Ubay Murillo
Alles auf Gold | die Dame | die Erosion
The first thing the viewer sees is a series of works in which abstraction plays an essential role in the configuration of the elements that compose the exhibition: paintings, collages, books and installations made specifically for the space. The artist talks about fashion in relation to the contemporary image we have of the human body; about art and its responsibility in the creation of our image of the body; about the relationship of fashion with the procedures of the avant-garde and the responsibility that these artists had in the creation of this new body imaginary.
In the installation, Ubay Murillo (Tenerife, Spain, 1978) also uses the arrangement of the pedestals to draw attention to the concomitances between commercial displays and the displays of avant-garde exhibitions. The pedestal establishes a relationship of physical and ideological support with the merchandise/object/artwork and also positions itself as an artistic object per se.
The elegant surfaces and chic spaces that the artist installs in the gallery —in which the materials radiate sensations— imply an aestheticization of the materials (thus pointing to how the aestheticization of politics or ideology are close to consumerism and how human relations are, de facto, mercantile relations). The word chic is the French onomatopoeia of the sound of the cutting of the guillotine during the French Revolution. If that sound and the visualization of capital punishment were considered the most modern, elegant and distinguished of the moment, we can think that the beginning of the French Revolution —the founding act of an era— also revealed an anticipated reflection of the future. A dire omen that has reached this post-crisis time as ghostly bodies —disjointed and fragmented by digital retouching— which constitute our present, and which were already made visible by the artists of the early twentieth century.
Despite the references to the avant-garde, it is not about referencing these movements, but the way in which they have been digested as styles and have occupied a position in our worldview. It becomes clear how the avant-garde went from the intention of fusing art and life to a school of design that mutated over time, from mass production to exclusivity and refined consumption. In this sense, Ubay Murillo has painted two Russian plates created by artists for the State Porcelain Factory after the Russian Revolution of 1917 (one in a “revolutionary” version and the other in a “neo-liberal” version, as he explains).
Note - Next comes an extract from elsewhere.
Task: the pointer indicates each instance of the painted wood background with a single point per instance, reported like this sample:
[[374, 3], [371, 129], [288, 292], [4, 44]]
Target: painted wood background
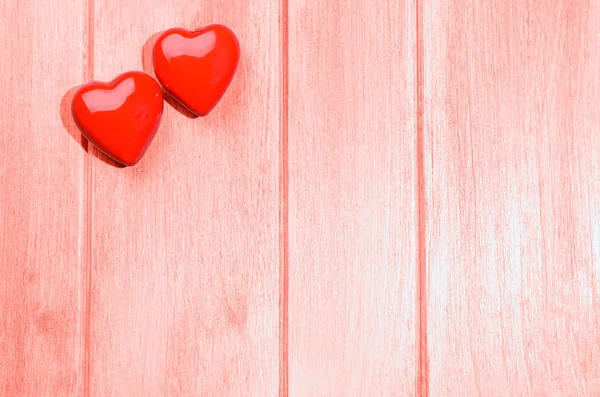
[[394, 198]]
These plates, conceived to democratize access to porcelain that only the upper class could buy, are now sold at auction at prices four times the minimum wage in many European countries. The title or the phrases that adorned them give the measure of how insanely brutal the later decades in Russia (and the brutal insanity of our present) were to be. The title of these identical works presented here could not be more eloquent; it is taken from what reads on one of the original plates: “Wer nicht mit uns ist, ist gegen uns” (“he who is not with us, is against us”).
That avant-garde also became visible to the artist when he realized two things: On the one hand, the similarity of both the clothes and the attitudes of the models in the magazines he bought between 2008 and 2018 —the framework in which the crisis is inscribed— to the fashion of the interwar years. On the other hand, the formal continuity between art deco and constructivism as a metaphorical space for talking about the contradictions of the present.
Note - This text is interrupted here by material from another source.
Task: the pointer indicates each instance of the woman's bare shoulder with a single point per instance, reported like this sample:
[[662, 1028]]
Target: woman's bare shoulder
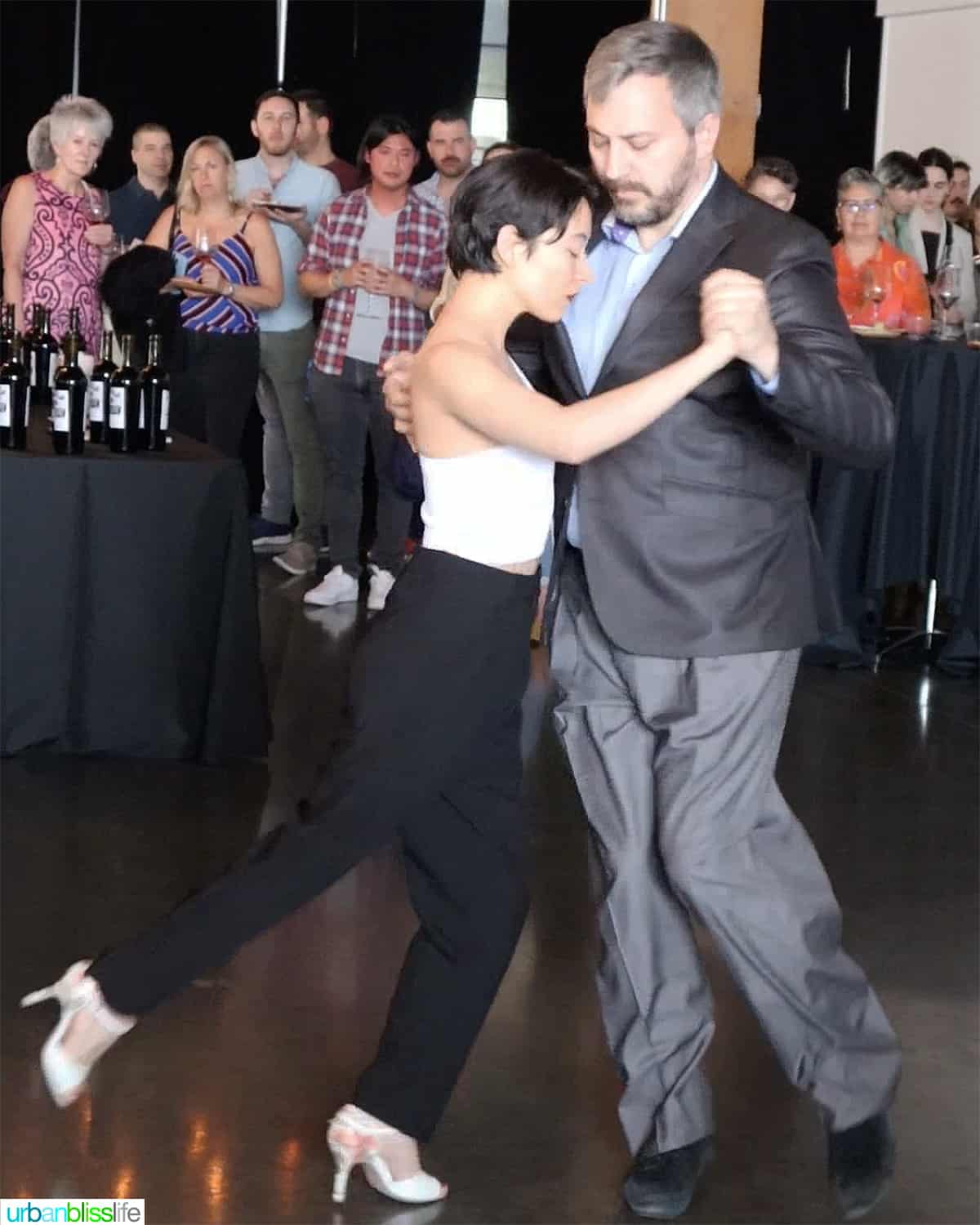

The language of that period was quickly taken up by the fashion magazines of the immediately following period. Radical language that was translated into a language of consumption. The bodies that carried that fashion would also be subjected to a brutal dismemberment both in the field of the arts and in the battlefields. Were the artists of the avant-garde victims or accomplices of that bodily dismemberment that shook and crossed the first half of the twentieth century? It is a very complex question that does not allow for an unequivocal answer. We do know that their visual successes —we think that the textual and visual grammar inaugurated by avant-garde artists is not pure form, but a way of seeing and thinking— were assumed by a system that took avant-garde images to the collective imaginary at the cost of annulling their subversive potential (or so it seems at first glance). It made it profitable at the cost of images that anticipated and helped to visualize the crisis of the 20th century.
The credit crisis of the last decade has caused the physical body and the social body to be subjected to a dismemberment that, in a way, is reminiscent of what artists saw a hundred years ago, and which we have witnessed almost paralyzed. The images we see in the mass media and in trend magazines have so many references and elements of that era that we must ask ourselves if these images now presented in this exhibition are a memory of both moments —the past and, above all, the present— and, in addition, like an oracle, they pose a confusing future of gray tones.
This will be the first time we can enjoy in Seville the work of Ubay Murillo, artist whose work has already been shown in important exhibitions in Tenerife, Madrid, Santander, Milan, Bremen, Berlin, Santander and Mexico, among many other places.
Simultaneously, in Hall II of our Gallery you can visit the exhibition “Around the Body”, curated by Rafael Ortiz and Ubay Murillo, and in which the works of guest artists are related to this exhibition.